When a Maine resident asked me to submit legislation to prohibit the secretive cutting ritual known as female genital mutilation/ cutting (FGM/C) , I discovered that this horrific form of child abuse is on the rise and is an issue in our state. In 2013, the Population Reference Bureau stunningly identified almost 400 at-risk girls under the age of 18 in Maine.

In 2016, the Maine Access Immigrant Network was selected as one of only eight states to share a $6 million federal grant by the U.S. DHHS’ Office on Women’s Health to prevent FGM and to help survivors living in the U.S.

FGM is not a religious practice; this ancient ritual has been performed by millions of people of many faiths.

In 2017, my bill (L.D. 745) had broad bipartisan support with 65 sponsors; it frustratingly failed along party lines by one vote.

The Maine Prosecutors Association’s testimony from last year said: “The prosecutors do not feel confident that they can charge someone with committing Female Genital Mutilation without passage of this bill.”

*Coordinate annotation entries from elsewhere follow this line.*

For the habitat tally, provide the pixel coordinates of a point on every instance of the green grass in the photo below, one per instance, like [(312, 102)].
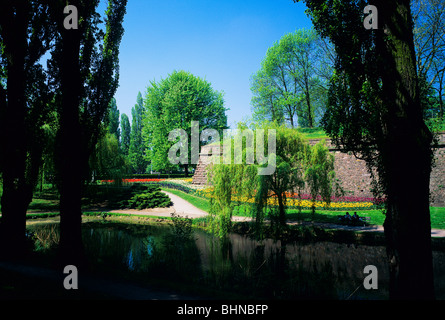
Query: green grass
[(198, 202)]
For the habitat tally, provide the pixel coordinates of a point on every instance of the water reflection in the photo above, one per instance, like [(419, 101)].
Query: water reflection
[(255, 269)]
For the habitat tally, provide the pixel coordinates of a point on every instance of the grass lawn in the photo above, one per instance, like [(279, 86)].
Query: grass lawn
[(326, 216)]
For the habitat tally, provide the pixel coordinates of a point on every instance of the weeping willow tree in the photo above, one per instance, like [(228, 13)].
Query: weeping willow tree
[(298, 167)]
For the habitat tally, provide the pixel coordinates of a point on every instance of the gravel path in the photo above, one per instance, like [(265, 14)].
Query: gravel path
[(180, 207)]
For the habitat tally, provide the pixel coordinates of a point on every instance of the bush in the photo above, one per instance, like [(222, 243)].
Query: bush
[(151, 198)]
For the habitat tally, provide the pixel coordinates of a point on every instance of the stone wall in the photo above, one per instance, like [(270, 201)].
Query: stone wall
[(353, 175)]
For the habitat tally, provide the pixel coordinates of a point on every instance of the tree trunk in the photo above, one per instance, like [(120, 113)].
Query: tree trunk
[(70, 153), (281, 210), (406, 154), (16, 191)]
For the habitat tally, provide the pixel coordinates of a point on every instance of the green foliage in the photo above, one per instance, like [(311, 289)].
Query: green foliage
[(173, 103), (319, 173), (125, 134), (291, 83), (297, 166), (151, 198), (136, 148), (113, 119)]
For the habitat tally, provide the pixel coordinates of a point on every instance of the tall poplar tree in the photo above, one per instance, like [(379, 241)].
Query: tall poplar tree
[(85, 67)]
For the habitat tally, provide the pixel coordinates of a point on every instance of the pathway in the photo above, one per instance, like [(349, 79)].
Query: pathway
[(180, 207)]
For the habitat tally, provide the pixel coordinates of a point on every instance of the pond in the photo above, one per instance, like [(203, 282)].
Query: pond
[(239, 266)]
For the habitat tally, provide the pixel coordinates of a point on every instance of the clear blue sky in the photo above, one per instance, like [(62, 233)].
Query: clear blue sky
[(220, 41)]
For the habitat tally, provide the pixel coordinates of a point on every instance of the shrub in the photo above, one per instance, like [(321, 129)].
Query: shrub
[(151, 198)]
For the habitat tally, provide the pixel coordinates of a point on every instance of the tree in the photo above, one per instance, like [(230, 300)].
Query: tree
[(125, 134), (291, 83), (113, 119), (374, 111), (84, 67), (109, 162), (429, 27), (298, 165), (25, 36), (137, 148), (173, 103)]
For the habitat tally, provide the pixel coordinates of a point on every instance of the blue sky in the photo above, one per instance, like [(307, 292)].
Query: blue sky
[(220, 41)]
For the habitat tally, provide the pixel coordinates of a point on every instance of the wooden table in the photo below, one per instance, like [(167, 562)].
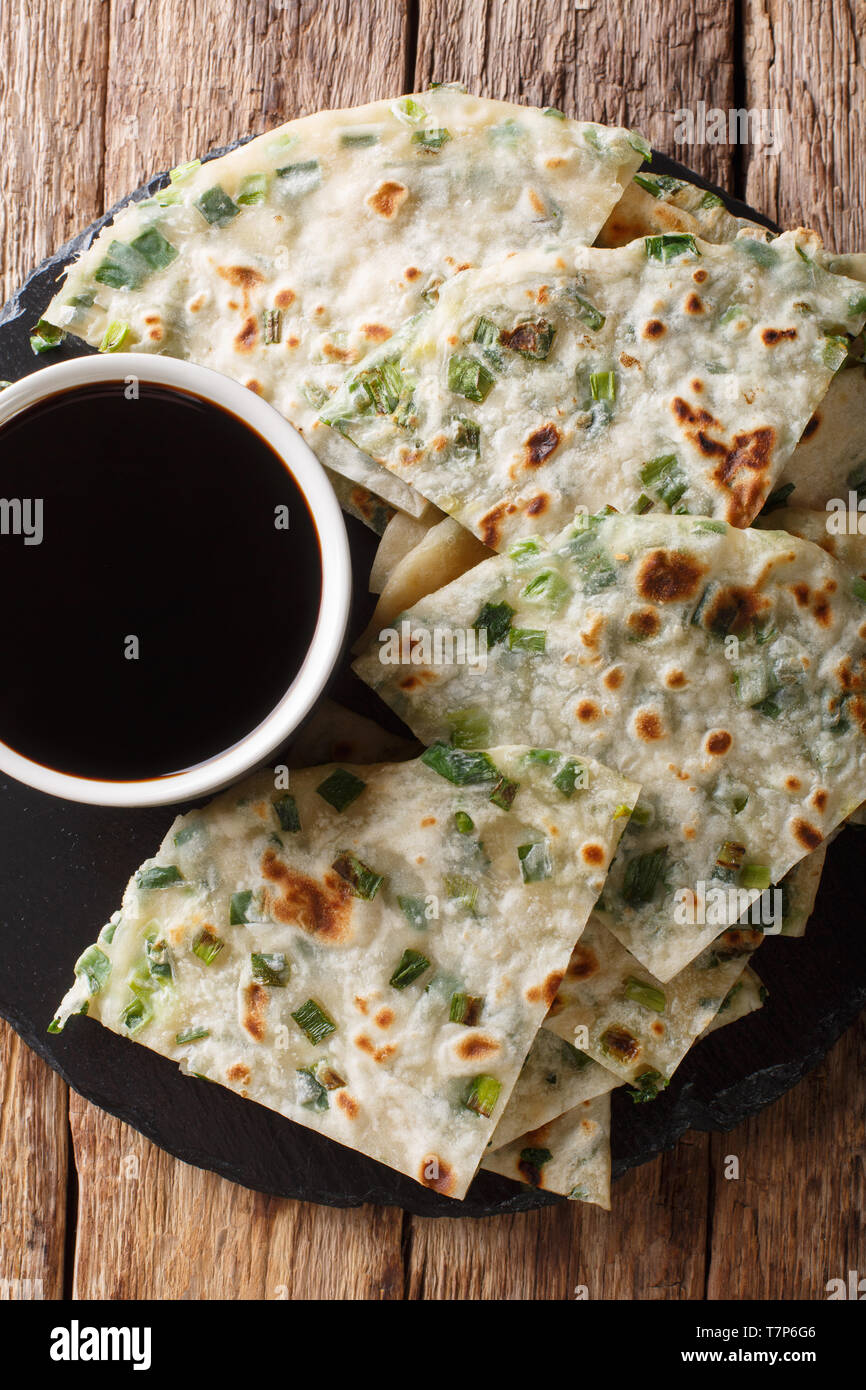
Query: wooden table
[(95, 95)]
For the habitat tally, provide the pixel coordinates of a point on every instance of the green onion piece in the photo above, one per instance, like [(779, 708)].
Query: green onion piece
[(414, 911), (469, 377), (287, 813), (95, 966), (341, 788), (207, 945), (755, 876), (114, 337), (645, 994), (253, 189), (665, 478), (239, 906), (535, 861), (363, 880), (159, 876), (314, 1020), (470, 727), (570, 776), (669, 245), (300, 178), (642, 875), (462, 766), (466, 1008), (270, 968), (431, 139), (546, 587), (410, 965), (503, 792), (527, 638), (602, 385), (483, 1096), (217, 207), (495, 619)]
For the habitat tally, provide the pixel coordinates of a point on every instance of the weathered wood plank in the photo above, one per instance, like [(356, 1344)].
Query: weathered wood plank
[(599, 61), (32, 1173), (188, 75), (794, 1218), (53, 61), (808, 63), (651, 1246), (153, 1228)]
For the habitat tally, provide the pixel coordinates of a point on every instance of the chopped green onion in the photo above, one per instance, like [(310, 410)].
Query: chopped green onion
[(363, 880), (642, 875), (410, 965), (314, 1020), (207, 945), (535, 861), (469, 377), (270, 968), (483, 1096), (460, 766), (287, 813), (466, 1008), (341, 788), (645, 994), (159, 876)]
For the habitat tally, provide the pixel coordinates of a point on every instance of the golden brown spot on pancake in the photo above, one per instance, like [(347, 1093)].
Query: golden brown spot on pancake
[(541, 445), (774, 335), (669, 576), (805, 834), (545, 993), (246, 339), (583, 963), (388, 199), (437, 1173), (648, 726), (644, 623), (476, 1047), (321, 909), (255, 1009)]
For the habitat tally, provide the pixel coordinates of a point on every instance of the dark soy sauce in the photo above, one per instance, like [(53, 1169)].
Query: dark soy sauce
[(153, 610)]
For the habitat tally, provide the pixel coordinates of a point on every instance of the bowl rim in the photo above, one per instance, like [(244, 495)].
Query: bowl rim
[(325, 645)]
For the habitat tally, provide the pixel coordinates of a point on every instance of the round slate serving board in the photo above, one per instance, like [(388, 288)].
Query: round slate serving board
[(63, 870)]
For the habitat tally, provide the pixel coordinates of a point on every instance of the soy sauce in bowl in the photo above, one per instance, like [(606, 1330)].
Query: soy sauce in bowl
[(160, 574)]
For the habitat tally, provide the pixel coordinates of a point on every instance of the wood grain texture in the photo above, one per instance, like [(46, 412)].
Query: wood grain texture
[(651, 1246), (795, 1216), (53, 60), (633, 64), (153, 1228), (189, 75), (32, 1173), (808, 63)]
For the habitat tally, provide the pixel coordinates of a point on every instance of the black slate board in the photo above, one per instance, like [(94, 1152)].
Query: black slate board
[(63, 870)]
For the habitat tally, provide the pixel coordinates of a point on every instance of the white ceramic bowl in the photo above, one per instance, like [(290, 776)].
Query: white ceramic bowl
[(325, 645)]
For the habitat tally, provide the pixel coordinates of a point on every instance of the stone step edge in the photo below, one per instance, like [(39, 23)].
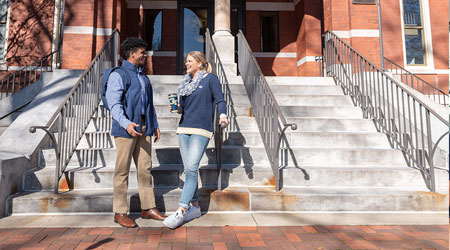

I agree. Maine should join 26 other states and enact clear laws of deterrence. FGM survivor F.A. Cole recently testified, “We shouldn’t wait until there is an ‘actual’ proof of FGM on a girl before a law is put in place. Let us not wait until what happened in Michigan happens in Maine before something gets done.”

While members of the media have been busily casting aspersions, lawmakers are responsibly focused on making laws that help protect vulnerable children from all forms of child abuse, including FGM.

The United Nations calls for “Zero Tolerance of Female Genital Mutilation.”

Other international groups, including Equality Now, UNICEF, and the AHA Foundation, also concur – eradicate and educate about this human rights violation.

I stand with the U.N.-Zero Tolerance.